Bottom line: pick based on use case more than the spec sheet. If you tow heavy and don't want to think about it, that's one calculation. If you're a daily driver and want the cheapest path forward, that's another. Both of these will get you down the road. We're just telling you where each one is most likely to break.

— ProblemsByVin editorial team, drawing on the NHTSA data and shop experience.

Side-by-side by problem area

Category
2011 lincoln MKZ
2011 toyota Highlander
airbags
80 reports
severe · ~$1,100
No reports
steering
32 reports
severe · ~$700
33 reports
moderate · ~$700
brakes
21 reports
severe · ~$450
15 reports
severe · ~$450
body
7 reports
severe · ~$1,500
25 reports
moderate · ~$1,500
visibility
No reports
30 reports
moderate · ~$350
electrical
9 reports
severe · ~$850
18 reports
moderate · ~$850
engine
9 reports
moderate · ~$3,100
14 reports
moderate · ~$3,100
powertrain
3 reports
severe · ~$2,500
14 reports
moderate · ~$2,500
cruise control
No reports
10 reports
severe · ~$600
tires
5 reports
moderate · ~$150
No reports

Common questions

Which is more reliable, the 2011 Lincoln MKZ or the 2011 Toyota Highlander?

It's close to a tie. Both vehicles score within 0.2 points on our reliability index (3.8 vs 3.8). At this margin, either choice is defensible — base your decision on the specific failure modes that matter to you.

What goes wrong more often on the 2011 Lincoln MKZ?

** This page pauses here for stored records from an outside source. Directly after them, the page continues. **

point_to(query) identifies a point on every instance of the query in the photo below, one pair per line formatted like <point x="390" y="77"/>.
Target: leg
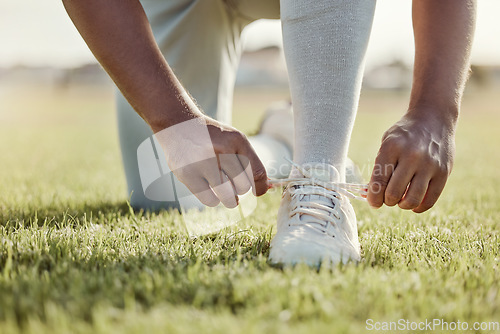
<point x="325" y="44"/>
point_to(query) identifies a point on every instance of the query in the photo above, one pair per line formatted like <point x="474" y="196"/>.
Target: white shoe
<point x="316" y="222"/>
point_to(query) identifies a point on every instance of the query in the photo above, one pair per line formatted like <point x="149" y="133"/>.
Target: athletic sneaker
<point x="316" y="222"/>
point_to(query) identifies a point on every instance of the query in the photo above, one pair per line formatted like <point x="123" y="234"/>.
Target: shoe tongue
<point x="325" y="173"/>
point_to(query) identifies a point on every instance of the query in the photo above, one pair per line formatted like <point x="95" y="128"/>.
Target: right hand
<point x="216" y="162"/>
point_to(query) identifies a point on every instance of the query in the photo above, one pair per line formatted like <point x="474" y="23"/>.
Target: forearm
<point x="119" y="35"/>
<point x="443" y="36"/>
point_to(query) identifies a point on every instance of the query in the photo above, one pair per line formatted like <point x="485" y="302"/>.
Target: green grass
<point x="74" y="258"/>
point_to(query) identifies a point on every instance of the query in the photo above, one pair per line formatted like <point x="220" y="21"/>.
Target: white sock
<point x="272" y="153"/>
<point x="325" y="43"/>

Compared to the 2011 Toyota Highlander, the 2011 Lincoln MKZ sees more reported issues in airbags and brakes. That doesn't mean it's a bad truck — it means those are the categories worth budgeting for if you go that direction.

What goes wrong more often on the 2011 Toyota Highlander?

Compared to the 2011 Lincoln MKZ, the 2011 Toyota Highlander has more complaints in body and visibility. Whether that's a deal-breaker depends on the cost and severity — see the comparison table above for repair cost ranges.

Which has more recalls?

Both vehicles have 0 active recalls. Total recall count alone isn't a great signal — what matters is severity. See the recall counts by severity in the comparison table.

Is an extended warranty worth it on either of these?

Both vehicles are out of factory bumper-to-bumper coverage at this point. Combined repair exposure across the top problem categories runs around $11,550 on the higher-risk vehicle. A quality service contract typically costs $1,800–3,500 over 3 years, so a single major failure usually pays for the contract. The math favors warranty coverage on whichever vehicle you choose, especially if you plan to keep it past 100,000 miles.

Related comparisons

Reliability scores, complaint counts, and severity ratings derived from the NHTSA public records database. "Repair exposure" is the sum of average independent-shop repair costs across each vehicle's tracked problem categories and is intended as a relative comparison, not an exact prediction. Editorial commentary auto-generated from the data and reviewed by ASE-certified contributors. Some links on this page are affiliate links.